Bonne santé, mais poursuite nécessaire des réformes

Bruxelles, 14/10/2011 (Agence Europe) - Dans une Europe frappée par la crise de l'euro et des dettes souveraines, la « bonne santé » de son industrie peut contribuer à une reprise économique encore lente et fragile. Les États membres doivent toutefois poursuivre leurs réformes structurelles dans le secteur.

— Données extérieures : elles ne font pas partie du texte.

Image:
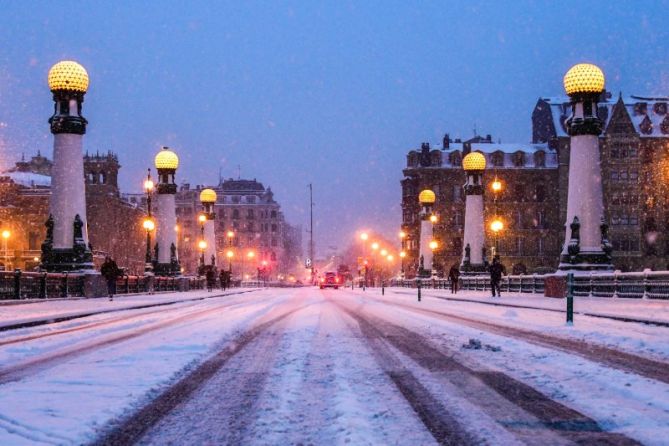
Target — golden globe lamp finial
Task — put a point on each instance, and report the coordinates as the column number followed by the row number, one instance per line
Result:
column 427, row 197
column 166, row 159
column 68, row 75
column 584, row 78
column 208, row 196
column 474, row 161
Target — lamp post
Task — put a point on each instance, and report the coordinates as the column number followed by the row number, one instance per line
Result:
column 586, row 239
column 473, row 261
column 66, row 247
column 5, row 236
column 149, row 224
column 167, row 260
column 426, row 198
column 496, row 226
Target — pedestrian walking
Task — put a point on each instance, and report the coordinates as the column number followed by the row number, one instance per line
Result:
column 454, row 277
column 110, row 272
column 211, row 278
column 496, row 272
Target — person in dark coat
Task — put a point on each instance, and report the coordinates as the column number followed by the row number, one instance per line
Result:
column 496, row 272
column 454, row 276
column 110, row 272
column 210, row 275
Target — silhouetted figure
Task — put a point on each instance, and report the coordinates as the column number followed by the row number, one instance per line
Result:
column 110, row 272
column 454, row 277
column 496, row 271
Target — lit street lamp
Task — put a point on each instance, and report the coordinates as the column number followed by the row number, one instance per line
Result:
column 5, row 236
column 148, row 224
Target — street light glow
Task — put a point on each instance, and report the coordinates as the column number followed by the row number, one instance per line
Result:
column 148, row 224
column 496, row 225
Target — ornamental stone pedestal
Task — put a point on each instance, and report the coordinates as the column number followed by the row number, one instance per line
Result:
column 425, row 256
column 586, row 247
column 66, row 247
column 208, row 200
column 165, row 256
column 473, row 258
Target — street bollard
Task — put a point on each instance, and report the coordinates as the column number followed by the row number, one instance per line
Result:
column 17, row 284
column 570, row 299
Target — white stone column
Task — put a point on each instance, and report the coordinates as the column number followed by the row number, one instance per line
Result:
column 210, row 238
column 474, row 229
column 68, row 192
column 166, row 221
column 426, row 235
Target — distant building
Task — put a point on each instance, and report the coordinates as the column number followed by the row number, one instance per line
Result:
column 114, row 225
column 248, row 209
column 635, row 170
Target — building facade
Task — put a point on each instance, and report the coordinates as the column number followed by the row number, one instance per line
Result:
column 532, row 204
column 249, row 211
column 114, row 225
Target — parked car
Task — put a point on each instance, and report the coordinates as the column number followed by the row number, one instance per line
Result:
column 329, row 280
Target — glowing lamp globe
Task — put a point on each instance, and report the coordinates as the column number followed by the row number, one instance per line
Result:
column 584, row 78
column 427, row 197
column 473, row 161
column 166, row 159
column 68, row 76
column 208, row 196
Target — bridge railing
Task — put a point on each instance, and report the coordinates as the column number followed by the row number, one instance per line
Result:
column 636, row 285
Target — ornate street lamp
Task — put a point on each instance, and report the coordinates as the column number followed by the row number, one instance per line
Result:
column 167, row 260
column 66, row 247
column 474, row 164
column 149, row 225
column 586, row 240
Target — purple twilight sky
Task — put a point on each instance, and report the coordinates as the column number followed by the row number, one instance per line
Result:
column 333, row 93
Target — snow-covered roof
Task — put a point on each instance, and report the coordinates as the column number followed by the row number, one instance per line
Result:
column 650, row 115
column 29, row 179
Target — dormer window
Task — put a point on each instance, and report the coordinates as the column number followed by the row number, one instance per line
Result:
column 540, row 159
column 497, row 159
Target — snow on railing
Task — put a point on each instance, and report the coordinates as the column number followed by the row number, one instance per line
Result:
column 637, row 285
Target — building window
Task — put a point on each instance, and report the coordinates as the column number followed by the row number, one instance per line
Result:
column 457, row 193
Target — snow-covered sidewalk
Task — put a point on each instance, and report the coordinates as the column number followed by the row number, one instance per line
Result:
column 641, row 309
column 48, row 310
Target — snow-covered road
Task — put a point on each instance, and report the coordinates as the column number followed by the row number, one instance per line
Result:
column 291, row 366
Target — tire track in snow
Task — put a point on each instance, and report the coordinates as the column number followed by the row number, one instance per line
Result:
column 239, row 395
column 43, row 362
column 546, row 414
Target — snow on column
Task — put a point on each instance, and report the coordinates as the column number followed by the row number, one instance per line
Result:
column 472, row 257
column 208, row 199
column 167, row 262
column 66, row 245
column 426, row 199
column 586, row 240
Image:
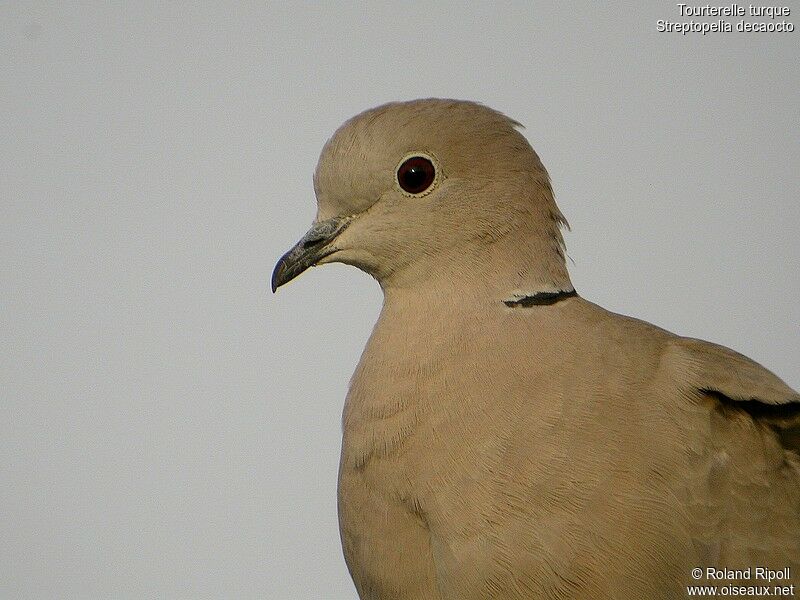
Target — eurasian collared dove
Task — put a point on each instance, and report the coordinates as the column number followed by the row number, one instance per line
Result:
column 505, row 438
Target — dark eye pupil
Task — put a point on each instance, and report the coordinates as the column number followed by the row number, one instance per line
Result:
column 416, row 174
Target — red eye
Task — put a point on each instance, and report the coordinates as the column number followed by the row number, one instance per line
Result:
column 416, row 174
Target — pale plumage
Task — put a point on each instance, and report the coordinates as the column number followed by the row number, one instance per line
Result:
column 505, row 438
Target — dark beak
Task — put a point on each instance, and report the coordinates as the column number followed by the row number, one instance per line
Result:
column 313, row 247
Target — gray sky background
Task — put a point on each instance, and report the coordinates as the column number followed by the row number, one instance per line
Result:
column 168, row 428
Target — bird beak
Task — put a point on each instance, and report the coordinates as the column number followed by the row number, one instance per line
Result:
column 313, row 247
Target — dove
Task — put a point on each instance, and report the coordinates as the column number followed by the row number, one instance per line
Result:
column 505, row 438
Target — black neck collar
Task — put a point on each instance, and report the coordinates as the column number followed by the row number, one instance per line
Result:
column 540, row 299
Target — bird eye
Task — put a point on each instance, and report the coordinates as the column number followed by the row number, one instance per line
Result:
column 416, row 174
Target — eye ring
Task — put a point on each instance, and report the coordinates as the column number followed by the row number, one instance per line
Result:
column 417, row 174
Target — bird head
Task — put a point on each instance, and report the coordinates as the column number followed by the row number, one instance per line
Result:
column 413, row 190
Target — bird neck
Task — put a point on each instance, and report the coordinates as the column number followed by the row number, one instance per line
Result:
column 513, row 267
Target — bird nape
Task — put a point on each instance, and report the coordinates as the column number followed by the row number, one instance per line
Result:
column 506, row 438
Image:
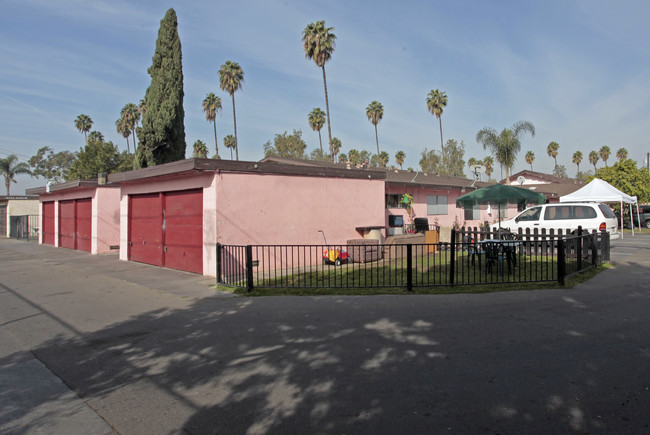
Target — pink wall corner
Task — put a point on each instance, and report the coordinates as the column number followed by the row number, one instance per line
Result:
column 281, row 209
column 106, row 219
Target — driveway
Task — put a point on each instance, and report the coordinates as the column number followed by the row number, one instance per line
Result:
column 158, row 351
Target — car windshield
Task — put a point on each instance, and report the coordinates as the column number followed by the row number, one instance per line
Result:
column 532, row 214
column 606, row 211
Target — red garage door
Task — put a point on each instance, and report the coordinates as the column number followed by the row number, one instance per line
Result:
column 66, row 224
column 184, row 230
column 48, row 223
column 83, row 224
column 166, row 229
column 75, row 224
column 145, row 229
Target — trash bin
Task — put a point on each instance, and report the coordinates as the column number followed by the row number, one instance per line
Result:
column 421, row 225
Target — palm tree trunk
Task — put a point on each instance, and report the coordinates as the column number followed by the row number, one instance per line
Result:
column 216, row 144
column 327, row 107
column 234, row 117
column 320, row 141
column 377, row 140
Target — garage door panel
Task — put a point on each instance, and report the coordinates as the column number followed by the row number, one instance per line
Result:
column 83, row 224
column 48, row 223
column 66, row 224
column 145, row 229
column 184, row 230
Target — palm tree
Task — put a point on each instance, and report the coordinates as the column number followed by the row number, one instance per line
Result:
column 530, row 158
column 318, row 43
column 96, row 136
column 604, row 153
column 231, row 78
column 229, row 142
column 384, row 158
column 211, row 106
column 375, row 112
column 488, row 162
column 399, row 158
column 505, row 145
column 551, row 150
column 142, row 108
column 130, row 115
column 316, row 122
column 121, row 128
column 200, row 150
column 84, row 123
column 9, row 170
column 577, row 158
column 335, row 147
column 593, row 159
column 436, row 101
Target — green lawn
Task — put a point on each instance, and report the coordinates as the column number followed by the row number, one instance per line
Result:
column 430, row 276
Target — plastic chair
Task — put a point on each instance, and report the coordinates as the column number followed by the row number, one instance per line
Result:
column 473, row 250
column 493, row 255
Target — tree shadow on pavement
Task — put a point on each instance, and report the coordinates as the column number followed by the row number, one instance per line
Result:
column 413, row 364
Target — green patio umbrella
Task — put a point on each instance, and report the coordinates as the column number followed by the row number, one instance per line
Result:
column 500, row 194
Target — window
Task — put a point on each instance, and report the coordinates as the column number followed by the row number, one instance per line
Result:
column 559, row 212
column 584, row 212
column 606, row 211
column 532, row 214
column 503, row 209
column 394, row 201
column 437, row 204
column 473, row 213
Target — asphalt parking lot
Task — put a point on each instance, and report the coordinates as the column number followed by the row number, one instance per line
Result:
column 133, row 349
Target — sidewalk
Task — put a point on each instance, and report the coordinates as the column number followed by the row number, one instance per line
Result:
column 32, row 399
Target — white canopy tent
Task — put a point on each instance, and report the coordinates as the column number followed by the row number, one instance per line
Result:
column 598, row 190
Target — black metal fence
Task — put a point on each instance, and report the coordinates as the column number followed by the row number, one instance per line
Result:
column 471, row 257
column 24, row 227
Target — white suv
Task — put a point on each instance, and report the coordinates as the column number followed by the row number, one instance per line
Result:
column 567, row 216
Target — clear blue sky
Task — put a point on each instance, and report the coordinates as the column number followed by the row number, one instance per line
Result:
column 578, row 70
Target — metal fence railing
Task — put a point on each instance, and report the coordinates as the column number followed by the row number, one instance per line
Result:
column 24, row 227
column 469, row 258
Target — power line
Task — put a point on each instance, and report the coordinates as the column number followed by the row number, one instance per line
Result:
column 9, row 152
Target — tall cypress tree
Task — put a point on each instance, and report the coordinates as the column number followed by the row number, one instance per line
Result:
column 162, row 135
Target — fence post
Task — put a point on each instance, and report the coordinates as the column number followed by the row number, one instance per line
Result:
column 409, row 268
column 561, row 261
column 218, row 263
column 452, row 257
column 579, row 248
column 249, row 267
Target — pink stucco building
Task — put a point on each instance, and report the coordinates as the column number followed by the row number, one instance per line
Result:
column 174, row 215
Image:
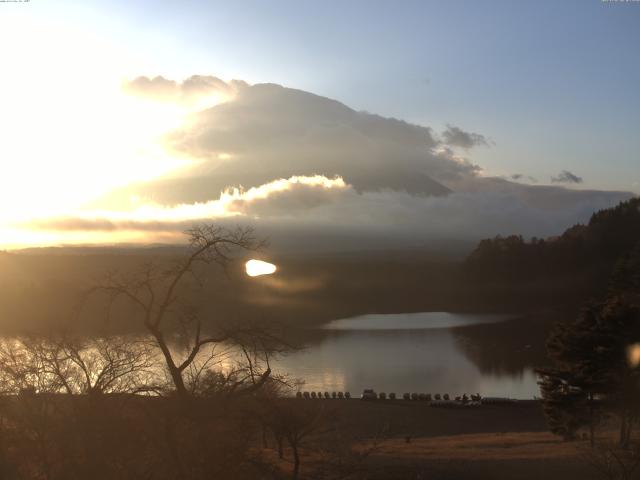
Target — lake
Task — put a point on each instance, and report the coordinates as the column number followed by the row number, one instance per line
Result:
column 418, row 352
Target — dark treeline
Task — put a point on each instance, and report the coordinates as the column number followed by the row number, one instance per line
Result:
column 563, row 270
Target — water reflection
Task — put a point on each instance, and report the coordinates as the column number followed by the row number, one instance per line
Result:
column 401, row 353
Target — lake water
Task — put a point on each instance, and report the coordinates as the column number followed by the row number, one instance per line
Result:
column 401, row 353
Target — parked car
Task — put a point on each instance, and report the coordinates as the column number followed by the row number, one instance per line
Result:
column 369, row 394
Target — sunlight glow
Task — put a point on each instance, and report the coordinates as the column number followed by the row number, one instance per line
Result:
column 255, row 268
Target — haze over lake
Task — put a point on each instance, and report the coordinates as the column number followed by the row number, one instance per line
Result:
column 401, row 353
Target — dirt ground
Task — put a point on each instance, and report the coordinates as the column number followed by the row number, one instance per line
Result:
column 410, row 440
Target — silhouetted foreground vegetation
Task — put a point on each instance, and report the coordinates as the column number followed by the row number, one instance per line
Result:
column 597, row 360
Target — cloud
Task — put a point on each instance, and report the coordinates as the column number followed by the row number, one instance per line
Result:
column 189, row 92
column 268, row 131
column 308, row 209
column 565, row 176
column 516, row 177
column 456, row 137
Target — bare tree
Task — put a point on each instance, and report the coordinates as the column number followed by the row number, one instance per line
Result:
column 160, row 299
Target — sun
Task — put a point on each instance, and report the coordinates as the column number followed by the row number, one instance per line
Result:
column 256, row 268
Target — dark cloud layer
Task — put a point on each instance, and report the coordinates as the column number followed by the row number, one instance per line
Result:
column 565, row 176
column 456, row 137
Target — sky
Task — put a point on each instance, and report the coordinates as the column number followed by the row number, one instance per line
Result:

S'appuyant sur l'édition 2011 de deux rapports annuels, l'un sur la compétitivité européenne, l'autre sur les politiques et performances des États membres en matière de compétitivité, la nouvelle communication de la Commission sur la politique industrielle, adoptée par procédure écrite vendredi 14 octobre, s'inscrit dans le cadre de la feuille de route pour la croissance présentée cette semaine par le président Barroso. Elle montre que l'industrie, qui affiche une « bonne santé », est en mesure de faire renouer l'économie européenne avec la croissance. Mais les États membres doivent, aux yeux de l'exécutif européen, rapidement mettre en œuvre des politiques pour accélérer leur convergence en matière de compétitivité, des écarts sensibles subsistant entre eux, que ce soit en termes de productivité de la main-d'œuvre, d'entreprises innovatrices, ou de climat des affaires.

L'industrie de l'UE se porte bien, mais elle reste distancée par celle de ses concurrents directs, les États-Unis et le Japon, en termes d'entreprises innovatrices, comme d'applications et de commercialisation de produits de la recherche et de l'innovation. Si elle devance les États-Unis en matière d'efficacité industrielle, elle poursuit son rattrapage à l'égard du Japon, avec des différences sensibles entre ses États membres et ses secteurs manufacturiers. L'Europe souffre en outre d'écarts encore trop importants entre ses États membres en matière de productivité de la main-d'œuvre - productivité par personne occupée dans le secteur manufacturier, qui est supérieure à la moyenne de l'UE en Irlande, aux Pays-Bas, en Autriche, en Finlande, en Belgique, au Luxembourg et en Suède, mais inférieure dans la plupart des nouveaux États membres et au Portugal, comme de cadre législatif pour les entreprises - qui est favorable au Luxembourg, en Finlande, en Estonie, à Chypre, au Danemark et en Suède, mais l'est bien moins en Belgique, au Portugal, en Grèce, en Hongrie et en Italie. La Commission ajoute que si l'industrie européenne utilise plus efficacement ses ressources en matières premières non énergétiques, en recourant davantage à des produits recyclés et des matériaux innovants de substitution, sa compétitivité reste vulnérable à leur difficulté d'accès et à leur prix.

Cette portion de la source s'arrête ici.